When you are pushed “over the edge,” you resort to a back-up style that is intended to protect your emotions and psyche. In your back-up style, you either become a steam-roller, attack-dog, whatever-artist or disappearing-act. To ascertain your back-up style, just reflect on how you reacted the last couple times that special terrorist in your life pushed your buttons. This back-up style is your communications dark side. Learn to fight the natural compulsion to attack, run, acquiesce, etc. Restrain your Dr. Jekyll a little longer or hopefully even avoid the natural tendency altogether because when you go into your backup style, the communication is over! Blood is on the floor and your only hope is for damage control. I guarantee you a little more emotional endurance will bring great relationship rewards. You are tougher than you think and with practice you can stay in control. The longer you remain in your primary style, the more genuine communication will occur and the greater the opportunity for collaboration and succession success. And with reference to the prior point, when you are frustrated by the behavior of someone whom you are trying to communicate, ask yourself, “What am I doing to put them in their back-up style?”
- And finally understand that the critical component to long term, productive, mutually gratifying communication is emotional trust.
In order for someone to hear you they must trust that you are not going to hurt, disrespect or disregard them with your message or your delivery style. Therefore, if you are trying to survive an important but cantankerous, weapons-grade plutonium relationship, ask yourself: “Where is the distrust? What can I do to build more trust? What can I do to stop creating skepticism, doubt and fear?” Maybe the answer is just stay in control and out of your back-up style. Take this to the bank and you will start building emotional trust and enhancing communication and building teamwork.

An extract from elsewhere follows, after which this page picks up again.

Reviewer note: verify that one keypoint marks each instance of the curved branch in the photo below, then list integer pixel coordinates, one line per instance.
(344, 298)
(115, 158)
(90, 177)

Yes, the family has a potential organizational harmony and teamwork advantage; familiarity. However as we know this familiarity can work both ways, good or bad. My encouragement is to not take repeated beatings from the bad. Harvesting the good fruit from familiarity is not all that complicated, but it does take a little work, something all car dealers are used to. So before you put on your body armor, consider applying one or more of these coaching points and you will reap the rewards of better communication, greater harmony and succession success.